Fabio Capello has said England have no chance in the World Cup because the lack of a winter break leaves their players exhausted. Jose Mourinho rolls his eyes, speaks of his love of the intensity of the Christmas programme and then blames it for the injuries suffered by Frank Lampard and Branislav Ivanovic.
Raymond Verheijen, the outspoken Dutch coach, has repeatedly talked of how damaging it can be to play games two rather than three days apart. Players and coaches moan about time away from their families at Christmas.
It seems as if those inside the English game increasingly are in favour of falling in line with the rest of Europe and taking a couple of weeks off over Christmas.
It must be resisted.
For all the benefits of the Premier League in terms of the quality of football produced, the enhanced television coverage of games and the greater comfort and safety in stadiums, there has been one group who can legitimately wonder if they are better off now than they were in the 1980s.
That is what might loosely be known as “the traditional fan”, the people who would go to matches in all weather and stand on a lump of crumbling concrete to watch their team.

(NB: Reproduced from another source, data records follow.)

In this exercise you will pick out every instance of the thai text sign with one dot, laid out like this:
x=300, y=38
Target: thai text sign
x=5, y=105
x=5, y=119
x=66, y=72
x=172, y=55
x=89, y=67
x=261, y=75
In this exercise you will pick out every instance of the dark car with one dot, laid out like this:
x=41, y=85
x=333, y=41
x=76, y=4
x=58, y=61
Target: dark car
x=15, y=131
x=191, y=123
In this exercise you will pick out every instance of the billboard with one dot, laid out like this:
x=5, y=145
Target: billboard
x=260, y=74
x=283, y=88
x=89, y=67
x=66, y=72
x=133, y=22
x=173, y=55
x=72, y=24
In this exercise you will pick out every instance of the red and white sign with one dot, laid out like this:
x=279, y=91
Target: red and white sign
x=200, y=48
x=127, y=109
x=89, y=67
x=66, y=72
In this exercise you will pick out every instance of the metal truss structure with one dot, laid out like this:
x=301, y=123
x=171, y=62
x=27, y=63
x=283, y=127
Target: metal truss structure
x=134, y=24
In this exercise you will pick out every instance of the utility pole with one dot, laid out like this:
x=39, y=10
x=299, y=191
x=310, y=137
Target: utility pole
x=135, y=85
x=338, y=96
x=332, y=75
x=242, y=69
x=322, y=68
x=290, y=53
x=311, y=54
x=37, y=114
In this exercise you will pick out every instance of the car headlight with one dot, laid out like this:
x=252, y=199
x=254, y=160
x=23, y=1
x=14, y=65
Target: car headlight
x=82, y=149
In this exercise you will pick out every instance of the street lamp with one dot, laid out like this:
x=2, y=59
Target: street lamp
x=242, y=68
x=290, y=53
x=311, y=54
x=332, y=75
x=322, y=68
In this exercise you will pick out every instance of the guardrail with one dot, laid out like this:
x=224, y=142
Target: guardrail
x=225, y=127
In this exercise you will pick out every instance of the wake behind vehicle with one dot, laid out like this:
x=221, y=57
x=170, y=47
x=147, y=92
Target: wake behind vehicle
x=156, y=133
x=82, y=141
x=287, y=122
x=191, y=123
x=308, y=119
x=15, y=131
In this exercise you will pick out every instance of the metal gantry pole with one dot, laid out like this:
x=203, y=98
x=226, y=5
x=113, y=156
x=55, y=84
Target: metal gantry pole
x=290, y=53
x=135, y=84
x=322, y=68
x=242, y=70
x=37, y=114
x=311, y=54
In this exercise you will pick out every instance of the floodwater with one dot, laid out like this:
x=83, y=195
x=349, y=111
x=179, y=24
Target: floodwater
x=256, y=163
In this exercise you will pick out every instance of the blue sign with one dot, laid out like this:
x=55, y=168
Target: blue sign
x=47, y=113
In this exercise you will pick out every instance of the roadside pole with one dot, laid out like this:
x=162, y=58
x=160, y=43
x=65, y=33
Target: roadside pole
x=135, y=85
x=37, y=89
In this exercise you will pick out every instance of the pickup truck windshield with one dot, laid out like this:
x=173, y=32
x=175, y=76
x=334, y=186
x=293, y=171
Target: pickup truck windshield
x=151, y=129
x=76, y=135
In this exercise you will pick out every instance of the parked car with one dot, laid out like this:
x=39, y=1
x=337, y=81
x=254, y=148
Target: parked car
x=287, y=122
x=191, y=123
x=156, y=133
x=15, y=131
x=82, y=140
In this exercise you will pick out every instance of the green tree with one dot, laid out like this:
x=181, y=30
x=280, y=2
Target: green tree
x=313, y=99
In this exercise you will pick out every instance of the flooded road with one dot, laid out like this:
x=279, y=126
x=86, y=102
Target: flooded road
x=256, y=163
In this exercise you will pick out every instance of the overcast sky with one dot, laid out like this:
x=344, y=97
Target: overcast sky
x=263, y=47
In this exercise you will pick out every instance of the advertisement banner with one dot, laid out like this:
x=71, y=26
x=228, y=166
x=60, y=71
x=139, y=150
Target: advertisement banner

They find themselves struggling against exorbitant ticket prices and increasingly hamstrung by a fixture list that means only around half of league games kick off at the traditional 3pm UK time on a Saturday.
Varied kick-off times may suit fans watching on television, particularly internationally, but they do not help game-goers.
The 3pm kick off allowed home fans to have lunch at home, pop out to meet friends, watch the game, head out afterward and still be home in time for dinner: it fitted the rhythm of the working week.
For many, the festive fixtures are part of the rhythm of the Christmas holidays, part of what makes English football special. It is a fixed point, a time to be with family or friends doing something rather than gawping at the television.
Speaking personally, the vast majority of the people I’m still in touch with from school, I know because I see them before or after the Boxing Day game.
People can argue about what the spirit of Christmas is, but the spirit of New Year is summed up by Auld Lang Syne, the Robert Burns poem traditionally sung just after midnight, which encourages us to “take a cup of kindness” lest “auld acquaintance be forgot”.
In bringing old friends together, football is fundamental to the spirit of the holidays.
And that can be felt in the atmosphere at Christmas games. Not only are crowds larger, they are usually somehow both more raucous and more mellow, characterised by a noisy mischievousness.
Those games are a reminder of the ideal of football as a laugh rather than the serious entertainment-business it has become; they are games in which the fan, for once, comes first (travel disruption notwithstanding). Four fixtures in a week and a half may be chaotic and exhausting, but they are also fun. Football loses that at its peril.